Faiança » Origens e história

Minoan Snake Goddess, Knossos. ()

Faiança egípcia é uma substância vítrea mais habilmente fabricada pelos antigos egípcios (embora o processo foi desenvolvido na Mesopotâmia, primeiro no seu e, mais tarde, Babilônia). Alguns dos maiores fabricantes faiança da antiguidade foram os fenícios de cidades como tiro e Sídon, que foram tão perito em vidro que acredita-se que inventaram o processo de fazer. Faiança foi feita por cristais de quartzo ou areia juntamente com diferentes quantidades de sódio, potássio, cálcio, magnésio e óxido de cobre de moagem. A substância resultante formou-se em qualquer forma era desejada, se um amuleto, grânulos, um broche ou uma estatueta e então disse peças foram aquecidas. Durante o aquecimento, as peças que endurecer e desenvolver uma cor brilhante finamente vitrificada. Acredita-se que os artesãos egípcios aperfeiçoaram faiança na tentativa de imitar o turquesa e outras difíceis de encontrar pedras. Os silicatos de cálcio na mistura foram responsáveis por cores brilhantes e o revestimento vítreo.
Os egípcios usavam faiança para o fabrico de jóias (anéis, amuletos, colares), mas também na estatuária, de escaravelhos, para criar o tabuleiro e peças para o jogo de Sennet, mobiliário e mesmo para taças e copos. Entre os objetos mais populares feitos de faiança, no entanto, foram as bonecas Shabti que foram colocadas nos túmulos dos mortos. O Shabti era uma figura, às vezes formada à semelhança do falecido, que tomaria o lugar da pessoa falecida em projetos de trabalho comunal, ordenado pelo Deus Osíris, na vida depois da morte do campo de juncos.
A palavra egípcia para faiança era tjehenet , que significa 'brilhante' ou 'brilhando' e a faiança foi pensado para refletir a luz da imortalidade.
Os pobres do Egito, se sequer podiam comprar uma boneca Shabti, teria um feito de madeira, enquanto os mais ricos e nobres comandaram Shabti de faiança. As cores da faiança foram pensadas para ter especial simbolismo como azul para refletir o rio Nilo, na terra e na outra vida, verde para o re-nascimento em campo de juncos, vermelho para proteção e assim por diante. A palavra egípcia para faiança era tjehenet , que significa 'brilhante' ou 'brilhando' e a faiança foi pensado para refletir a luz da imortalidade. Então era faiança associada a vida depois da morte egípcio que as telhas para as paredes da câmara de túmulos foram feitas de faiança, como foi visto no túmulo do rei Djoser em Saqqara e, mais famosa, na tumba de Tutankhamum, onde mais de cem objetos foram totalmente ou parcialmente de faiança.
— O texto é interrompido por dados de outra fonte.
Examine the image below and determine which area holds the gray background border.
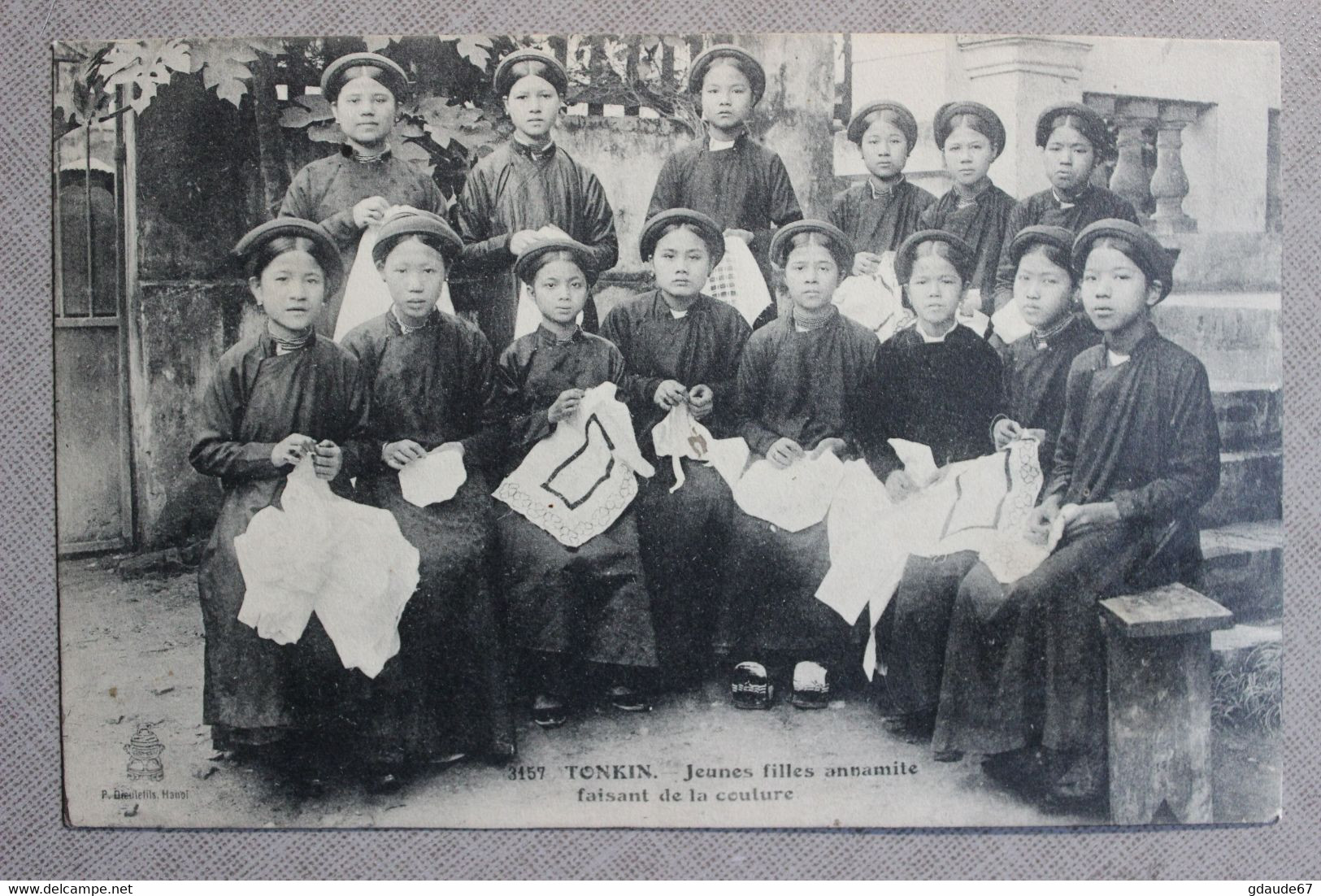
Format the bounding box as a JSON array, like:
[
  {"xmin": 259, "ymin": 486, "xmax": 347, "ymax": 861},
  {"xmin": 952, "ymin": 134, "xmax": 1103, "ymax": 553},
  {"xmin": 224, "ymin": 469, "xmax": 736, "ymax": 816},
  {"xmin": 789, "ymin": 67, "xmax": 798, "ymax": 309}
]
[{"xmin": 0, "ymin": 0, "xmax": 1321, "ymax": 881}]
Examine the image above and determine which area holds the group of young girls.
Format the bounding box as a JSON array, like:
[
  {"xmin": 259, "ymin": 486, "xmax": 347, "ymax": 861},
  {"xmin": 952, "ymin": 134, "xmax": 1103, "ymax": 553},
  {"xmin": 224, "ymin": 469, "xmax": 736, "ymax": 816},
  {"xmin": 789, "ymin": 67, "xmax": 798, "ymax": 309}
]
[{"xmin": 190, "ymin": 46, "xmax": 1219, "ymax": 799}]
Egyptian Beadnet Dress (Detail)

Vestido de Beadnet egípcio (detalhe)

A mais antiga evidência de uma oficina de faiança foi desenterrado em Abidos e datado de 5500 A.C.. O workshop consiste em um número de poços circulares, claramente os restos de fornos, com um revestimento do tijolo e todos eles marcados a fogo. Camadas de cinzas antiga nos boxes são provas de uso contínuo ao longo de muitos anos. Pequenas bolas de argila também foram descobertas, e acredita-se que podem ter sido usado como a superfície na qual grânulos faiança foram disparados nos fornos. Os nomes dos fabricantes de faiança são perdidos ao histórico de salvar para um homem, Rekhamun, que era conhecido como "Fazedor de faiança de Amon" e outro conhecido como Debeni, o supervisor dos trabalhadores de faiança. Dos outros artesãos em faiança e deve ter havido muitos, nada é conhecido.